La vie de ces Ecclésiastiques, par tout ce qui paroist au dehors, est fort réglée, et peut servir de bon exemple et d'un bon modèle aux séculiers qui la peuvent imiter ; mais comme ceux qui composent cette Colonie ne sont pas tous d'esgale force, ny de vertu pareille, ou n'ont pas tous les mesmes dispositions au bien, quelques-uns tombent aysement dans leur disgrâce pour ne pas se conformer à leur manière de vivre, ne pas suivre tous leurs sentiments, et ne s'abandonner pas à leur conduite qu'ils estendent jusques sur le temporel, empiétant mesme sur la police extérieure qui regarde le seul magistrat.
On a lieu de soupçonner que la pratique dans laquelle ils sont, qui n'est pas bien conforme à celle des Ecclésiastiques de l'Ancienne France, a pour but de partager l'autorité temporelle qui, jusques au temps de l'arrivée des troupes du Roy en Canada, résidoit principalement en leurs personnes.

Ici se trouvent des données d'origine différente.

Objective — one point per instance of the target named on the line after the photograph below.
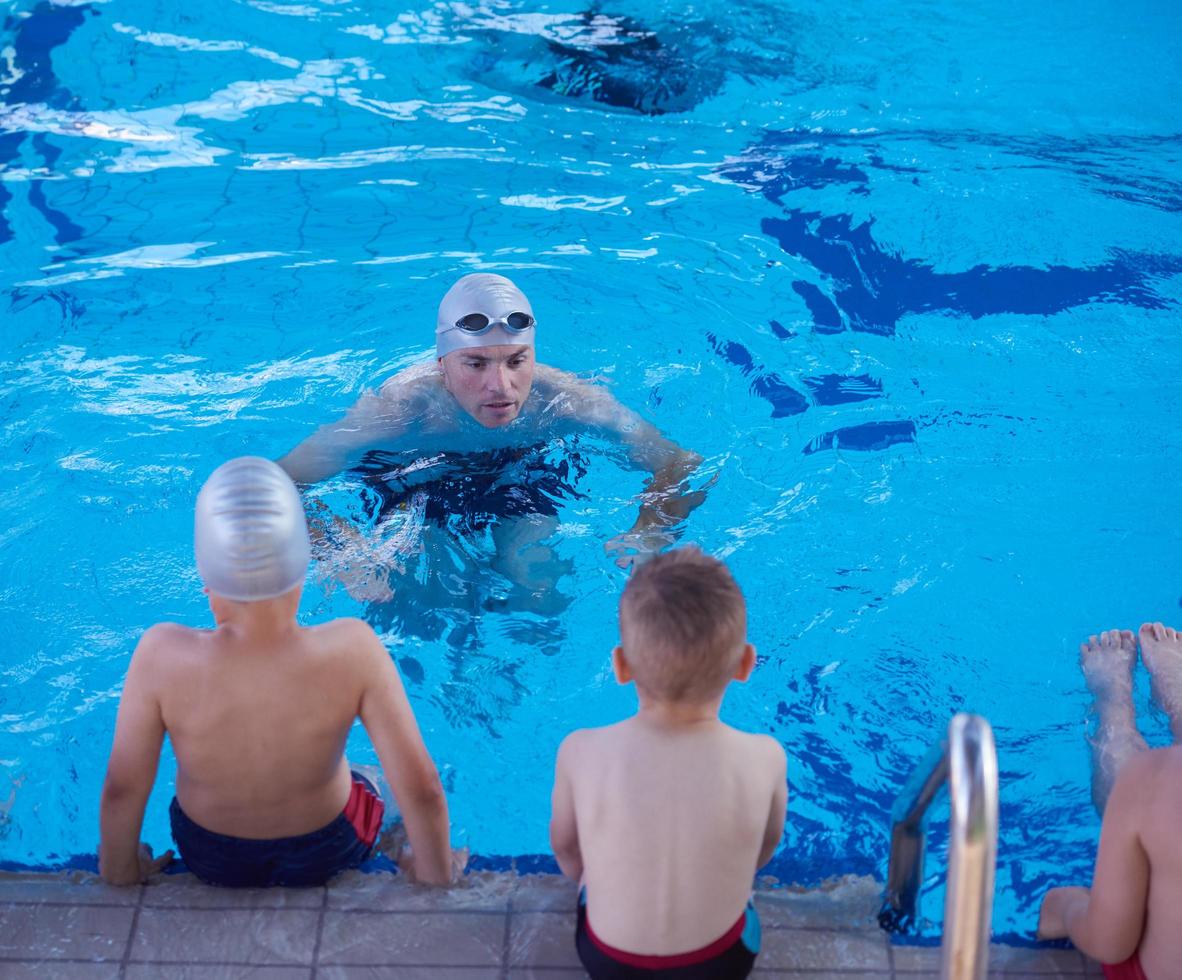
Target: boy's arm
(374, 419)
(774, 829)
(390, 722)
(131, 772)
(1106, 922)
(564, 831)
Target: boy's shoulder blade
(348, 629)
(762, 744)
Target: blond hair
(683, 624)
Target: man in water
(258, 711)
(486, 396)
(1131, 917)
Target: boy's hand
(407, 864)
(1057, 903)
(150, 865)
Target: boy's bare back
(259, 724)
(258, 711)
(673, 824)
(1137, 888)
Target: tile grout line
(319, 932)
(131, 933)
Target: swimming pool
(907, 276)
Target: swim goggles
(479, 323)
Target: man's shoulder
(421, 381)
(760, 748)
(346, 634)
(589, 740)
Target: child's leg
(1108, 664)
(1161, 649)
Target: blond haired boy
(258, 711)
(666, 817)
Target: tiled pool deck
(495, 927)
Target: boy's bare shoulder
(765, 748)
(169, 636)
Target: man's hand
(1058, 906)
(636, 545)
(407, 864)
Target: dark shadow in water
(33, 38)
(871, 287)
(617, 62)
(641, 69)
(480, 571)
(874, 287)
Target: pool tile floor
(494, 927)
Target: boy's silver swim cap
(249, 534)
(485, 293)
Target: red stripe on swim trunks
(364, 812)
(719, 946)
(1130, 969)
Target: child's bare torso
(670, 825)
(259, 726)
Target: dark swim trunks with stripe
(476, 490)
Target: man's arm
(1106, 921)
(131, 772)
(564, 831)
(664, 501)
(376, 417)
(390, 722)
(774, 829)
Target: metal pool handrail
(968, 761)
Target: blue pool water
(906, 274)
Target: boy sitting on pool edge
(1131, 916)
(258, 711)
(666, 817)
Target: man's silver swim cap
(251, 537)
(482, 310)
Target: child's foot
(1108, 663)
(1161, 649)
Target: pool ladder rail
(967, 760)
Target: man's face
(489, 383)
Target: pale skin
(499, 396)
(1135, 901)
(258, 711)
(666, 817)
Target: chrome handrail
(967, 760)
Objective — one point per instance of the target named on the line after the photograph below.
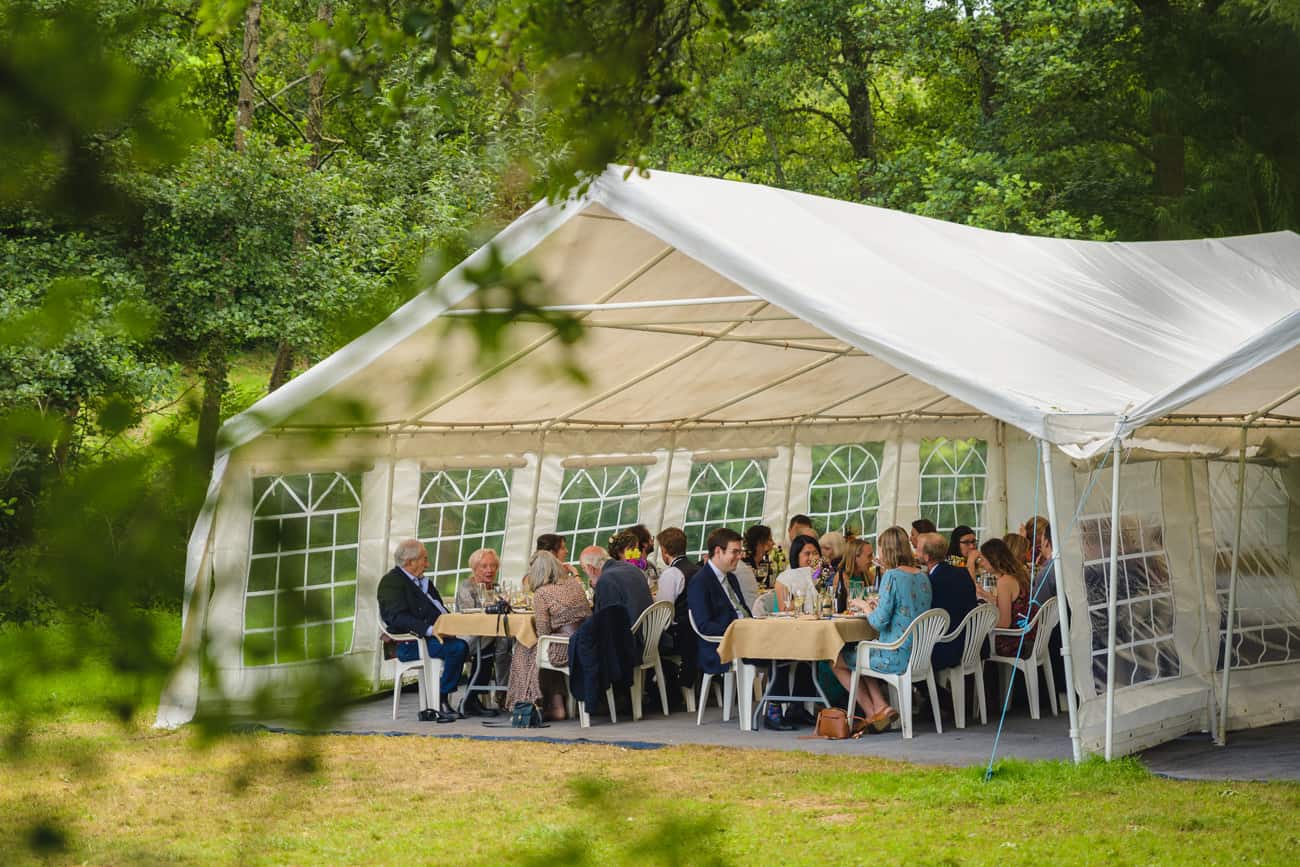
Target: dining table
(805, 638)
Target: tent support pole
(667, 478)
(1071, 705)
(1208, 655)
(1231, 588)
(1112, 593)
(388, 537)
(537, 490)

A ce mal qui va jusques à géhenner (gêner) et contraindre les consciences, et par là desgoûter les colons les plus attachez au pays, on peut donner pour remède l'ordre de balancer avec adresse modération cette autorité par celle qui réside ez (dans les) personnes envoyées par Sa Majesté pour le Gouvernement: ce qui desjà esté pratiqué; de permettre de renvoyer un ou deux Ecclésiastiques de ceux qui reconnoissent moins cette autorité temporelle et qui troublent le plus par leur conduite le repos de la Colonie et introduire quatre Ecclésiastiques entre les séculiers ou les réguliers les faisant bien autoriser pour l'administration des sacremens sans qu'ils puissent estre inquiétez : autrement ils deviendroient inutiles au pays, parce que s'ils ne se conformoient pas à la pratique de ceux qui y sont aujourd'huy, M. l'Evesque leur déffendroit d'administrer les sacremens.

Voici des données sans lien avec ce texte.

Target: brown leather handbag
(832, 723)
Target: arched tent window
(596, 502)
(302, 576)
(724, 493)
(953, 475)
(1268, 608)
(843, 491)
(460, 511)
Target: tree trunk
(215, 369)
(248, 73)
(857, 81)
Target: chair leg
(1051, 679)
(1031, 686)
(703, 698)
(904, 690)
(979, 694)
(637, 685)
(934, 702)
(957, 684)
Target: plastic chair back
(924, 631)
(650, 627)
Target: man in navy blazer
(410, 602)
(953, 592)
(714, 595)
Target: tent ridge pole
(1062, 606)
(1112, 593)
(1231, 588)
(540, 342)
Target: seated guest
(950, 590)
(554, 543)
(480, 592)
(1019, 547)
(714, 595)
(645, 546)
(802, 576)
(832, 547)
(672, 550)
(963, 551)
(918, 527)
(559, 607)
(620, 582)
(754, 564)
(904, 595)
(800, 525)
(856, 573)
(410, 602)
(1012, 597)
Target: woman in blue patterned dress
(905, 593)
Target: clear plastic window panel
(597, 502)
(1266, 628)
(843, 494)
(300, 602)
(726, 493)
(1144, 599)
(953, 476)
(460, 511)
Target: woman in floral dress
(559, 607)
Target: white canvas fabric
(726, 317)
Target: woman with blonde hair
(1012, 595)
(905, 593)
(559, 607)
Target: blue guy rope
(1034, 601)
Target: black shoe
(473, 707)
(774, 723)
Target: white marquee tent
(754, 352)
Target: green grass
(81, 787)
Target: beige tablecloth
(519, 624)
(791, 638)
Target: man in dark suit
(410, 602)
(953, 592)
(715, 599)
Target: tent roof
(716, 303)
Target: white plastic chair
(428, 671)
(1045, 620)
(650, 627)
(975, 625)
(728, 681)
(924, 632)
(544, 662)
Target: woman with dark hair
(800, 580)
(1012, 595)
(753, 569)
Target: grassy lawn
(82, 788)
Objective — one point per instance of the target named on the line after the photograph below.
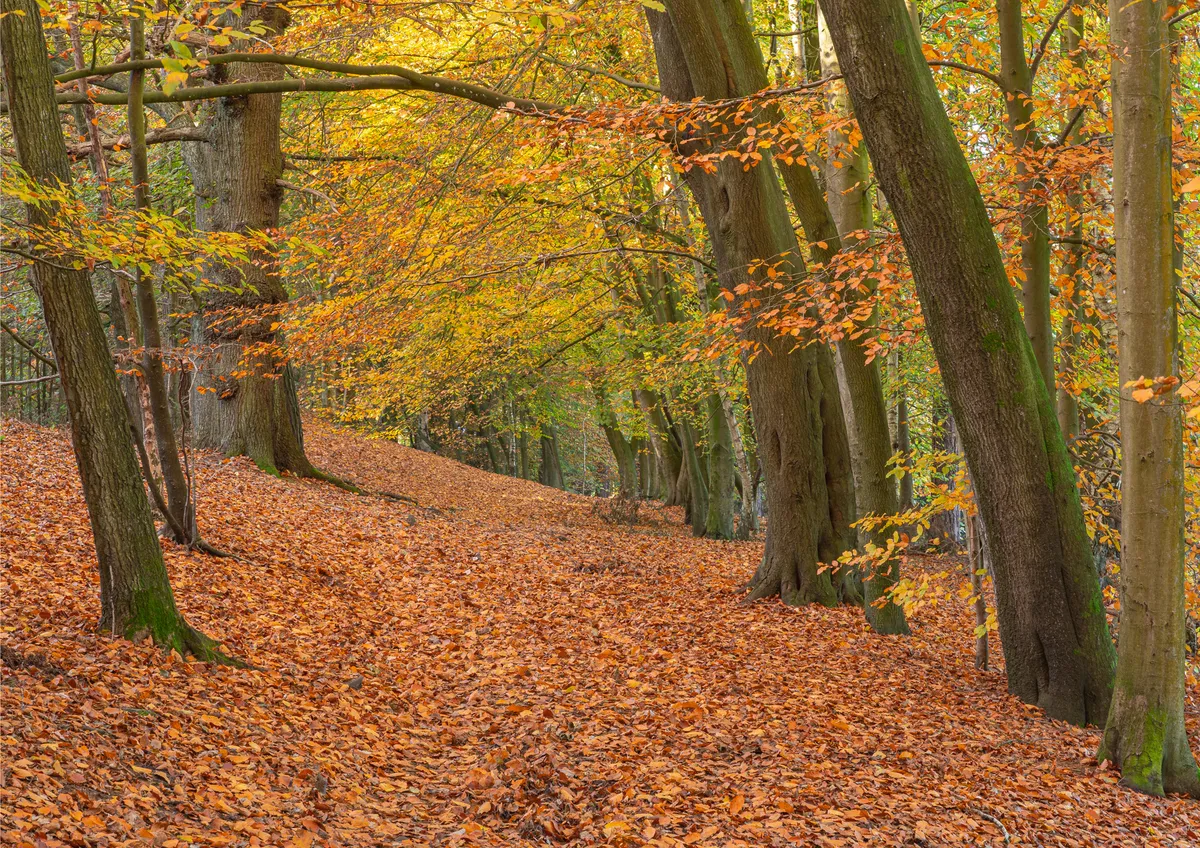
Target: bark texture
(1023, 127)
(244, 401)
(1145, 733)
(862, 389)
(135, 591)
(1053, 624)
(706, 48)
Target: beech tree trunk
(1072, 271)
(664, 443)
(135, 593)
(1145, 734)
(551, 470)
(847, 178)
(719, 518)
(181, 518)
(1023, 126)
(706, 48)
(1053, 624)
(244, 400)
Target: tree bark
(664, 443)
(181, 518)
(244, 398)
(551, 470)
(706, 48)
(1051, 618)
(719, 519)
(135, 591)
(1069, 337)
(861, 389)
(1145, 734)
(1023, 126)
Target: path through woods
(502, 669)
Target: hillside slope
(502, 669)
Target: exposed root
(401, 498)
(204, 547)
(989, 817)
(324, 476)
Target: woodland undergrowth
(497, 665)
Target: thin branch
(1065, 133)
(600, 72)
(31, 257)
(367, 77)
(157, 137)
(25, 344)
(1045, 38)
(1182, 16)
(305, 190)
(1085, 242)
(34, 379)
(970, 68)
(570, 344)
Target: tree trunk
(523, 453)
(551, 471)
(719, 518)
(748, 523)
(978, 569)
(898, 425)
(1053, 623)
(861, 389)
(696, 507)
(181, 518)
(706, 48)
(663, 441)
(243, 400)
(1023, 126)
(1073, 268)
(943, 525)
(1145, 734)
(135, 591)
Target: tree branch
(25, 344)
(157, 137)
(1045, 38)
(970, 68)
(31, 380)
(367, 77)
(305, 190)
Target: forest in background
(867, 282)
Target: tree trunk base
(797, 583)
(1150, 746)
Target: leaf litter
(496, 666)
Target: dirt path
(507, 669)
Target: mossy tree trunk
(244, 401)
(847, 180)
(180, 506)
(1074, 318)
(1145, 734)
(551, 470)
(1053, 623)
(706, 48)
(135, 593)
(664, 441)
(719, 517)
(1023, 127)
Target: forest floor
(504, 668)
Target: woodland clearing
(501, 667)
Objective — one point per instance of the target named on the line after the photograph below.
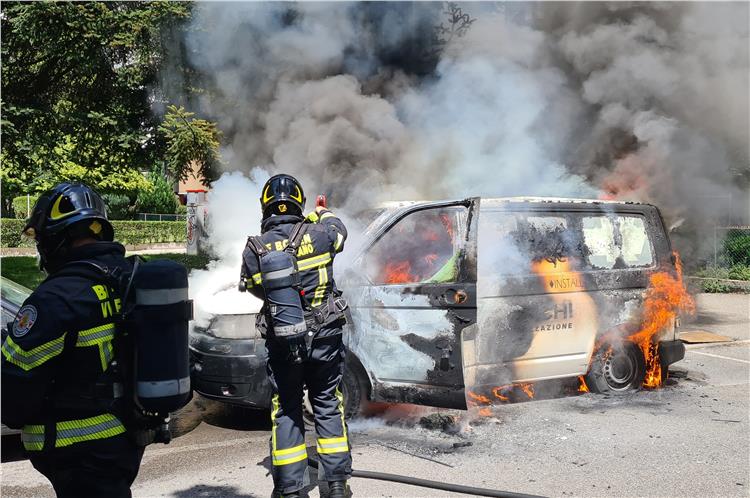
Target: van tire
(619, 372)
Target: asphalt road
(690, 438)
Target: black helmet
(282, 194)
(68, 211)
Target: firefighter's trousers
(106, 467)
(321, 373)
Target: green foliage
(77, 92)
(126, 232)
(149, 232)
(740, 272)
(118, 206)
(22, 206)
(715, 286)
(736, 249)
(23, 270)
(190, 140)
(10, 233)
(159, 198)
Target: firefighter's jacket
(324, 238)
(55, 352)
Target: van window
(636, 248)
(423, 247)
(510, 242)
(599, 237)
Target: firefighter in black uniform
(58, 348)
(319, 364)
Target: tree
(189, 140)
(78, 83)
(158, 198)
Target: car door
(420, 273)
(536, 317)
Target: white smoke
(234, 213)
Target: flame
(528, 388)
(479, 398)
(666, 297)
(497, 392)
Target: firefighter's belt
(330, 312)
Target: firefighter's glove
(319, 213)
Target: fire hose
(426, 483)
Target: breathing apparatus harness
(286, 315)
(154, 318)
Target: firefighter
(318, 361)
(58, 351)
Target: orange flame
(528, 388)
(497, 392)
(666, 297)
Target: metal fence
(731, 246)
(161, 217)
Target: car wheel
(616, 369)
(353, 400)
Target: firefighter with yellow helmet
(290, 267)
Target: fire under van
(455, 301)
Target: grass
(717, 278)
(24, 269)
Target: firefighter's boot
(337, 489)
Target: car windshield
(233, 327)
(12, 292)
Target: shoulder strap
(295, 238)
(255, 244)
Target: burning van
(459, 303)
(462, 301)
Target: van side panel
(553, 279)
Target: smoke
(369, 102)
(234, 213)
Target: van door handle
(452, 297)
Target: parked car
(12, 296)
(470, 295)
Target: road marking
(720, 356)
(714, 344)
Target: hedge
(127, 232)
(20, 205)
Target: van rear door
(544, 293)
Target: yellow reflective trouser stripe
(333, 445)
(320, 290)
(314, 262)
(289, 455)
(73, 431)
(339, 241)
(102, 337)
(34, 357)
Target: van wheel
(353, 399)
(616, 369)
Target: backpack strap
(295, 238)
(255, 244)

Pour estre mieux informé de cette conduite des consciences, on peut entendre Monsieur Dubois, Aumosnier du régiment de Carignan, qui a ouy plusiurs Confessions en secret, et à la desrobée et Monsieur de Bretonvilliers sur ce qu'il a appris par les Ecclésiastiques de son Séminaire estably à Mont-réal.

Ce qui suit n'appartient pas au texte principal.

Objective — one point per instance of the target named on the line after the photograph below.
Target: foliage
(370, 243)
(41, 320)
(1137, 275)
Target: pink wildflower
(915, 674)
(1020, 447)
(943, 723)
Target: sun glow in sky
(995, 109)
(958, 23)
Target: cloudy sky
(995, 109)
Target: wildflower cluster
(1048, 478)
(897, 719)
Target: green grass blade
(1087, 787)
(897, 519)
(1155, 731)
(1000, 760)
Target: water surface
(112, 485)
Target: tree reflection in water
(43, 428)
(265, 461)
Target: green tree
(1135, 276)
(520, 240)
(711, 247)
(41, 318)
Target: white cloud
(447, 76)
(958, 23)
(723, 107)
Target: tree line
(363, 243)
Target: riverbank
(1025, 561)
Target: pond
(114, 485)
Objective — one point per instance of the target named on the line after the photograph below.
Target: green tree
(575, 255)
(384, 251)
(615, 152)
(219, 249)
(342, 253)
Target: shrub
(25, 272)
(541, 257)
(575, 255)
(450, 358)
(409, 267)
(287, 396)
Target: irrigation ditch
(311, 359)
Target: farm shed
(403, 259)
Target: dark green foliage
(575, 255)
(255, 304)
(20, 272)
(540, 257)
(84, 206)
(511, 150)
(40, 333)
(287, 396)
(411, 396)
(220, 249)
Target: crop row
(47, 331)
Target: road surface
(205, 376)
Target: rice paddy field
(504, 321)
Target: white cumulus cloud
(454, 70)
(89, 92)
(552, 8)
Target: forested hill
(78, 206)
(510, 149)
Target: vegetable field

Outre ces Ecclésiastiques dont il est parlé, il y a onze Prestres du Séminaire de St. Sulpice establis à Mont-Réal, et qui s'employent à y desservir la Cure principale avec les habitations adjacentes, du spirituel desquelles ils prennent soin, de mesme que de l'instruction des Sauvages vers lesquels ils ont commencé d'envoyer en missions, et de la jeunesse françoise.
Comme ces Ecclésiastiques ne sont à charge ni au Roy, ni au pays, à cause du bien qu'ils taransportent en Canada, et que d'ailleurs ils ne causent pas aux colons la peine d'eprit qu'ils ressentent par la conduite des autres, j'estime qu'il seroit bon d'inviter M. de Bretonvilliers à y en faire (passer) tous les ans quelques-uns. Ces Ecclésiastiques subsistent de leur revenu ; les Pères Jésuites, tant du leur, que des aumosnes envoyées de France, et de cinq mille livres de pension annuelle qu'on prend sur le fonds du pays pour soutenir leurs missions étrangères.
Le Séminaire de Monsieur l'Evesque subsiste tant de son revenu, consistant ez (dans ses) Seigneuries de l'Isle d'Orléans et Beaupré de deux mille livres de pension annuelle sur le fonds du pays outre mille livres pour l'entretenement de la Paroisse, prises sur le mesme fonds des dixmes qu'on a commencé d'establir pour elle, et de la gratification du Roy.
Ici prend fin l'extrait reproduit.